# Automatically selecting the number of clusters in a latent variable

This is just a quick demo to show how to automatically decide upon the number of clusters in a latent variable, where the number of clusters are unknown, using the Iris dataset.

The process is iterative, building and training the model multiple times, and then querying the trained model to extract the log likelihood. There are lots of other scoring functions; regression or classification accuracy, Bayesian Information Criterion (BIC; which penalises the complexity of the model against the accuracy) among others.
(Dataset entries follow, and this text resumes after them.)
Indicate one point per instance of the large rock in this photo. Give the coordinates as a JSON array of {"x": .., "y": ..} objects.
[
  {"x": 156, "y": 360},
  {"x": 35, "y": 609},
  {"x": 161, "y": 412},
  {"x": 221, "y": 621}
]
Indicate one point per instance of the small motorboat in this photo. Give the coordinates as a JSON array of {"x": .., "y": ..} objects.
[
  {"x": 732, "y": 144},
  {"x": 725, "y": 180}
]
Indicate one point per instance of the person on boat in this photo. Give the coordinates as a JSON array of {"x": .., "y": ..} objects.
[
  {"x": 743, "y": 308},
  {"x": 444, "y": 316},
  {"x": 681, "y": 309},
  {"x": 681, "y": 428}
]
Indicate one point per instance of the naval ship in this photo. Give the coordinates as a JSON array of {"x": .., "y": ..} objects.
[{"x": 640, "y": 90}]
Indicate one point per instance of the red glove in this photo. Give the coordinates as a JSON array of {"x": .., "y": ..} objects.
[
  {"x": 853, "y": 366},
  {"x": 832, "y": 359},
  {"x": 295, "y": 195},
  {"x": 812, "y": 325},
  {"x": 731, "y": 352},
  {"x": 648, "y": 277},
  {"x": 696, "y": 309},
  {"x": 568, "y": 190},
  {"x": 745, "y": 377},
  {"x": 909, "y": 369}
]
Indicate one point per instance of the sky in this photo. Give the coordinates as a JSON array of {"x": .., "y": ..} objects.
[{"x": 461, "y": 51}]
One thing to watch is that the log likelihood cannot be used as a measure where the number of variables in the model is being adjusted at the same time, as the score will also change (however it's perfect when only changing the number of states).
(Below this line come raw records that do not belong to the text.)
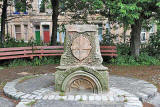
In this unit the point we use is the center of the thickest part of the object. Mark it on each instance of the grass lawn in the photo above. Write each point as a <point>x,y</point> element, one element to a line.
<point>148,73</point>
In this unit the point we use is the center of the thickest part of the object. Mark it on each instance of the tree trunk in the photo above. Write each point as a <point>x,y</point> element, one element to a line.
<point>55,6</point>
<point>3,21</point>
<point>135,38</point>
<point>124,33</point>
It's easy to craft the iterative code, but there is a utility function in analysis.py to do it automatically and which uses cross validation.

In [None]:
import pandas as pd
import logging
import sys
sys.path.append("../../../bayesianpy")
import bayesianpy
import matplotlib.pyplot as plt
import os

logger = logging.getLogger()

bayesianpy.jni.attach(logger)

db_folder = bayesianpy.utils.get_path_to_parent_dir('')    
iris = pd.read_csv(os.path.join(db_folder, "data/iris.csv"), index_col=False)

analysis = bayesianpy.analysis.LogLikelihoodAnalysis(logger)
# create templates between with latent states from 1 -> 19
results = analysis.analyse(iris, [bayesianpy.template.MixtureNaiveBayes(logger,
                                  discrete=iris[['iris_class']],
                                  continuous=iris[['sepal_length', 'petal_width', 'petal_length', 'sepal_width']],
                                  latent_states=i) for i in range(1, 20)],
                           use_model_names=False,
                           names=list(range(1,20)))

And finally plot the results:

In [None]:
%matplotlib inline
plt.figure()
plt.plot(results.columns.tolist(), results.mean().tolist(), 'bo')
plt.show()

From this, it's possible to approximately identify the optimum number of states in the latent variable (e.g. 4+ or so, favouring the lower number to reduce complexity).